We are a fast-growing HR tech startup backed by leading international VCs, having raised €9M+ from 360 Capital, IFF, Kfund, and 14Peaks. We are a team of 30+ professionals passionate about shaping the future of talent assessment. Skillvue is a Skill AI Assessment platform (SaaS) to hire top-skilled candidates and measure employee skill, culture, and leadership at scale to upskill and grow the workforce by leveraging AI. You will own end-to-end ML systems: model training, fine-tuning, deployment, monitoring, and cost/performance optimization.

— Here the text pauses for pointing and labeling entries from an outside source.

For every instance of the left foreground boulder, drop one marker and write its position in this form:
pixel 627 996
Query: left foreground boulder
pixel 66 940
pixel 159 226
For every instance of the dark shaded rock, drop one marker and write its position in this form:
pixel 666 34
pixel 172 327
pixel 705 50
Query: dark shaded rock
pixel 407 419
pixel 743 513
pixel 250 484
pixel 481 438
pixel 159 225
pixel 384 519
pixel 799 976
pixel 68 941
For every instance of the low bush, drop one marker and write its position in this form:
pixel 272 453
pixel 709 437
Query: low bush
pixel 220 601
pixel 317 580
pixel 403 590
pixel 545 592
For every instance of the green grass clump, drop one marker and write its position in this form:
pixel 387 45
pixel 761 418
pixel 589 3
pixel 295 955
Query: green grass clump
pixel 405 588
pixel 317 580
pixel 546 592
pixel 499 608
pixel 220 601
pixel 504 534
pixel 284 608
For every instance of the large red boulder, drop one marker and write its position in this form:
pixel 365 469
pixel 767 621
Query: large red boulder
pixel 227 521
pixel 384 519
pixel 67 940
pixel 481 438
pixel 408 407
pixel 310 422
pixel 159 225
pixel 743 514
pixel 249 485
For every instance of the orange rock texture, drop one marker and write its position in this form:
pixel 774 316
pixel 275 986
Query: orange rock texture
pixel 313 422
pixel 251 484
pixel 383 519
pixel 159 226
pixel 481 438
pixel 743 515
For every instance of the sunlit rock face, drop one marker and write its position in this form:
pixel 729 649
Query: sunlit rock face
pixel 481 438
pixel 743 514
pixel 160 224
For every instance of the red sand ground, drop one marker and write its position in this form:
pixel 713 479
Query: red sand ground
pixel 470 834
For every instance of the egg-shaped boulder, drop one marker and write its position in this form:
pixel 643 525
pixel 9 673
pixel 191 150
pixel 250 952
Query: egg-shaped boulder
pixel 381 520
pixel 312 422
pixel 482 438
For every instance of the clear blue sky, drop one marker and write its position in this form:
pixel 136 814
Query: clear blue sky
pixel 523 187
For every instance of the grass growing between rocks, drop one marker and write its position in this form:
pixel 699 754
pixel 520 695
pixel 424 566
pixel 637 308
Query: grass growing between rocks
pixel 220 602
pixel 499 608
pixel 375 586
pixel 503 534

Partner closely with organizational psychologists, people scientists, and software engineering to productionize LLMs, real-time conversational agents, and ML pipelines. You will report to the Head of AI & Science and drive engineering best practices, reliability, and reproducibility across the stack.
Design, build, and maintain end-to-end ML platforms and pipelines: data ingestion, feature engineering, training, validation, deployment, and monitoring.
Develop, fine-tune, and deploy LLMs and GenAI services for assessment tasks (prompt engineering, instruction tuning, RLHF/IL, retrieval-augmented generation).
Build infrastructure-as-code (Terraform/CloudFormation) for reproducible environments and secure, compliant deployments.
Create automated CI/CD for data, models, and infra (model/data versioning, reproducible training runs, canary/blue-green deployments).
Implement monitoring, observability, drift detection, and alerting for model performance and data pipeline health; Integrate vector databases, retrieval pipelines, and caching strategies for RAG systems; Ensure data and model governance: lineage, access controls, privacy safeguards, and auditability.
Bachelor or Master’s degree in Computer Science or related field.
~7+ years experience in ML engineering/ML-Ops delivering production ML products.
~3+ years practical experience training and deploying GenAI/LLMs in production.
~ Strong production experience on AWS (SageMaker, Lambda, ECS/EKS, Bedrock experience is a plus).
~ Proven track record building highly scalable services and real-time systems.
~ Experience with infrastructure-as-code (Terraform, CloudFormation) and container orchestration (Docker, Kubernetes).
~ Proficiency in Python and TypeScript; solid software engineering practices and Git workflows.
~ Experience implementing model monitoring, drift detection, and A/B testing for ML models.
~ Fluency in English (C1) and strong communication for cross-functional collaboration.
Experience with distributed training frameworks (Horovod, DeepSpeed, ZeRO) and model parallelism.
Familiarity with feature stores and online/offline serving (Feast, Tecton).
Contributions to open-source ML infra or published ML blog posts or conference papers.
Opportunity to shape and scale AI systems at an early-stage company with real product impact.
Remote work (within the EU timezone)
Competitive compensation, flexible work, and budget for conferences, training, and research resources.
A collaborative, flat environment where engineering leadership influences product and research direction.